И Старый Билль не без гордости взглянул в окно.
— Каковы янки! — хвастливо прибавил он.
— Скорый народ! — похвалил Дунаев.
— Именно скорый. Это вы верно сказали, Дун. Наливайте себе хересу еще… Бутылка полна. И вторая будет… Как вам нравится рыба, Чайк?.. Здесь не то, что в дилижансе… Не трясет, и старая ветчина не вязнет в зубах… Так у вас верное письмо, Чайк? — заботливо спрашивал Старый Билль, видимо принимавший горячее участие в молодом эмигранте.
— Должно быть, верное.
— От кого?
Чайк назвал фамилию адвоката.
— Ого, к какому вы козырю добрались! Первый адвокат во Фриски. Около миллиона стоит!
— То-то, за совет, сказывали, по пятидесяти долларов берет.
— С вас взял?
— С меня за что? Я к нему с письмом от Блэка пришел. А он с других за пять минут разговора берет…
— Такая у него такса, Чайк.
— Бессовестная такса, Билль.
— Отчего бессовестная? Его дело объявить, а публике — ходить или не ходить. Обмана нет!
Чайкин чувствовал в этих словах что-то неправильное, но смолчал, так как доказать, что именно в этой якобы свободе предложения и спроса есть насилие над публикой и неумеренное пользование своим талантом и именем — он, разумеется, не мог бы. Однако, подумавши, заметил:
— Обмана нет, да и совести мало…
— У всякого своя совесть, — вымолвил Билль.
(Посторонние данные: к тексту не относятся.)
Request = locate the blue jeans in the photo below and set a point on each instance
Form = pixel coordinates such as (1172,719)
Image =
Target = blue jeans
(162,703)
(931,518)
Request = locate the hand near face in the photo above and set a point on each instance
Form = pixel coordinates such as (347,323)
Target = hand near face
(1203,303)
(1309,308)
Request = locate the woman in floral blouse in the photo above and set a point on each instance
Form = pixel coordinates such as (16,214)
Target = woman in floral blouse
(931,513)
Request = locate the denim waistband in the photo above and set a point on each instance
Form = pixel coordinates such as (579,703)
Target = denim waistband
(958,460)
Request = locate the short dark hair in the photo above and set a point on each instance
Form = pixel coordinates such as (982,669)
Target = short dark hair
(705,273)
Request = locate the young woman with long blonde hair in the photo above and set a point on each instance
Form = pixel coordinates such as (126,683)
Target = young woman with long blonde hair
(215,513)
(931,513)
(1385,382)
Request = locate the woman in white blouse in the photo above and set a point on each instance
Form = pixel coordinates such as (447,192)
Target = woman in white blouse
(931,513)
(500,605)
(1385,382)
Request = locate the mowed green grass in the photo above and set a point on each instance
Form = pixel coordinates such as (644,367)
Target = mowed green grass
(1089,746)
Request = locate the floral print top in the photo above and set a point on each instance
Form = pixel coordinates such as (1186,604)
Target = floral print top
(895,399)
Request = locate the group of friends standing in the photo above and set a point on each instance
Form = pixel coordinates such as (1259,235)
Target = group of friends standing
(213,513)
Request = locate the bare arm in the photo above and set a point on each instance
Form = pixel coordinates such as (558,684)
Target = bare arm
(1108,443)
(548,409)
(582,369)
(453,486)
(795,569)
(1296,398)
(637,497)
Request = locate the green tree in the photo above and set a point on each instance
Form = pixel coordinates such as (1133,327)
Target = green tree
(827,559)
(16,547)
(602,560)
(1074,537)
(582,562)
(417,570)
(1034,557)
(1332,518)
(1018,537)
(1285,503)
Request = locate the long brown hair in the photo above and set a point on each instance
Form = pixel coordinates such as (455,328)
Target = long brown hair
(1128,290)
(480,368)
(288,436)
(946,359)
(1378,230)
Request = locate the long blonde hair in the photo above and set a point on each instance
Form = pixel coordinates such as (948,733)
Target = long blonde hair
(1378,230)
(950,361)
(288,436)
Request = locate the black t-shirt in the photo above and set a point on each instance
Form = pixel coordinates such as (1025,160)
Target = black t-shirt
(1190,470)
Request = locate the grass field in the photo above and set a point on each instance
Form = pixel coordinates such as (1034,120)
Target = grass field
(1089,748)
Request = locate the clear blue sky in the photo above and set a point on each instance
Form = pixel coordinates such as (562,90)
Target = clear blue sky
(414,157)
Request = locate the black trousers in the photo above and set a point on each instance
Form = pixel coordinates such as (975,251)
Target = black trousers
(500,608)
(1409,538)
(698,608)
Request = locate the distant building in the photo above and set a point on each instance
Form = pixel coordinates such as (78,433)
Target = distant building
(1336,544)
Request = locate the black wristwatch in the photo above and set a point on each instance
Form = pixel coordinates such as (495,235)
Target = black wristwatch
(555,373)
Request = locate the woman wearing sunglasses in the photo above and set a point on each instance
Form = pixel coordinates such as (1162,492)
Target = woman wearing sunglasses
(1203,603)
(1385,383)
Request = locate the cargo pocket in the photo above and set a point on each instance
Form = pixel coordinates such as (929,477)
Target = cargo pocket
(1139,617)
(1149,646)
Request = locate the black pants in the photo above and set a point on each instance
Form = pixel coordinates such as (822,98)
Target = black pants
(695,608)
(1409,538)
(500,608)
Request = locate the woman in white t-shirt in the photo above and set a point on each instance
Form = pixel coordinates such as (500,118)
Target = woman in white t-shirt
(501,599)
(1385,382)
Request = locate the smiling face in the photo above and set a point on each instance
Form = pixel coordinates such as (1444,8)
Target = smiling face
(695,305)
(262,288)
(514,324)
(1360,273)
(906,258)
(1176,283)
— И зачем ему столько денег?
— А вы, Чайк, у него бы спросили…
— Он и говорить не дает.
И Чайкин рассказал про свой визит к адвокату.
Билль слушал и смеялся.
— За ваше здоровье, Чайк… За ваше здоровье, Дун!.. Желаю вам, Дун, чтоб и мяса много продавали и чтобы ваша жена была вам настоящей помощницей… Деньги ваши, надеюсь, при ней целей будут…
— Уж я отдал ей спрятать!
— Ловко! И без расписки?
— Какая расписка от невесты…
— И вы, Дун, я вам скажу, за пять лет не многому научились.
— А что?
— Да то, что ваша невеста может найти и другого жениха, который захочет открыть, скажем, москательную торговлю. Очень желаю, чтобы этого не случилось, но только я никому не отдал бы без расписки деньги… Вот только, пожалуй, Чайку бы дал… Он не любит денег, особенно если их много! — смеясь говорил Старый Билль.
Дунаев испуганно и растерянно смотрел на Билля.
— Да вы, Дун, не пугайтесь заранее… Женщины трусливый народ…
— Моя невеста, Билль, честная девушка! — взволнованно проговорил Дунаев.
Но в его душу уже закралось сомнение. Он, как нарочно, вспомнил о том, как настойчиво требовала его невеста деньги и как, казалось ему теперь, была холодна вчера при прощании.
И, желая подавить эти сомнения и уверить себя и Билля, что он не попадется впросак, он хвастливо проговорил:
— Меня женщина не обманет, Билль. Не таковский я!
И, словно бы в доказательство, что он не таковский, Дунаев налил себе рюмку и выпил ее залпом.
— Не хвалитесь, Дун. И бросьте об этом думать, а женитесь скорее… Я ведь так… по-стариковски болтаю… А вы и поверили! — старался успокоить Дунаева Билль.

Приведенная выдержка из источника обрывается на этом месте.